While it’s quite pricey, the Microsoft Surface Studio 2 is the best thing around for digital art students thanks to a gorgeous touchscreen that drops down low for comfortable touch and pen use. The better-than-4K display looks amazing, the touch screen supports both the Surface Pen and Surface Dial and the design is top-notch. The design alone would make this the best touchscreen all-in-one for drawing, but the addition of best-in-class pen support takes it up another level.
It should also be powerful enough to handle your coursework and a bit of gaming after hours because it has beefier processing and graphics hardware than the original Studio, as well as all-solid-state drives for storage, plus an even better version of the PixelSense display that offers enhanced brightness and contrast. It’s one of the best all-in-one computers we’ve seen, and our top pick for students who dream of being artists and media creators.
Read our full Microsoft Surface Studio 2 review.
The Raspberry Pi ushered in a new era of DIY tech, and the $35-$55 Raspberry Pi 4 Model B pushes that to new heights with a more powerful processor, 4K video output and an improved part selection. While this incredibly affordable DIY PC is powerful enough to work as a standalone PC in a pinch if you want to install Windows on it, that’s not really the ideal way to use this computer.
Instead, the Raspberry Pi 4’s real value for students lies in how many projects you can build with it. While it’s nothing more than a fancy circuit board out of the box, once you kit it out with a power supply, monitor(s), and whatever input devices you prefer, you can turn it into everything from a tiny PC to a web server to a home media center or a retro gaming machine.

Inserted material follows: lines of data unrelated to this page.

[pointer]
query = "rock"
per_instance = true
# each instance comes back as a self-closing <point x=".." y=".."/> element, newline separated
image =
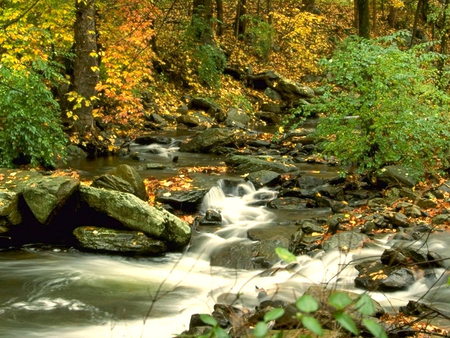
<point x="375" y="276"/>
<point x="395" y="175"/>
<point x="46" y="196"/>
<point x="290" y="203"/>
<point x="189" y="120"/>
<point x="260" y="255"/>
<point x="349" y="240"/>
<point x="271" y="108"/>
<point x="187" y="201"/>
<point x="268" y="117"/>
<point x="208" y="140"/>
<point x="9" y="208"/>
<point x="426" y="203"/>
<point x="75" y="152"/>
<point x="264" y="178"/>
<point x="291" y="90"/>
<point x="272" y="94"/>
<point x="111" y="240"/>
<point x="236" y="116"/>
<point x="212" y="217"/>
<point x="111" y="182"/>
<point x="151" y="139"/>
<point x="256" y="163"/>
<point x="130" y="175"/>
<point x="135" y="214"/>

If you want a ready-made PC for homework and papers you’d be better off with another PC on this list, but if you want a cute little DIY PC board you can use for all sorts of cool student projects, you can’t go wrong with the Raspberry Pi.
Read our full Raspberry Pi 4 Model B review.
How we test computers
As we evaluate and review all sorts of computers — such as best all-in-one computers, best gaming PC and best mini PCs — we run a series of standardized tests to measure how each machine performs, what uses it’s best suited to, and what sort of capability you get for the price.
These standard tests include generalized performance benchmark tests, like Geekbench 4 and 5 (for processor performance), 3DMark Fire Strike Ultra (for graphics), and a custom file transfer test to measure hard drive performance.
Gaming-oriented benchmarks test the performance of systems using current games, measuring the frame rates each desktop will produce in games like Tomb Raider, Far Cry: New Dawn, Red Dead Redemption 2 and Middle-earth: Shadow of War. We’ll also run individual game tests and the SteamVR performance test to evaluate how well-suited they are to the unique demands of virtual reality.
Most importantly, we spend a ton of time simply using each desktop computer for everyday activities. We watch movies, do work, play games, and blast music on the speakers, all to get a better sense of which ones are worth your money.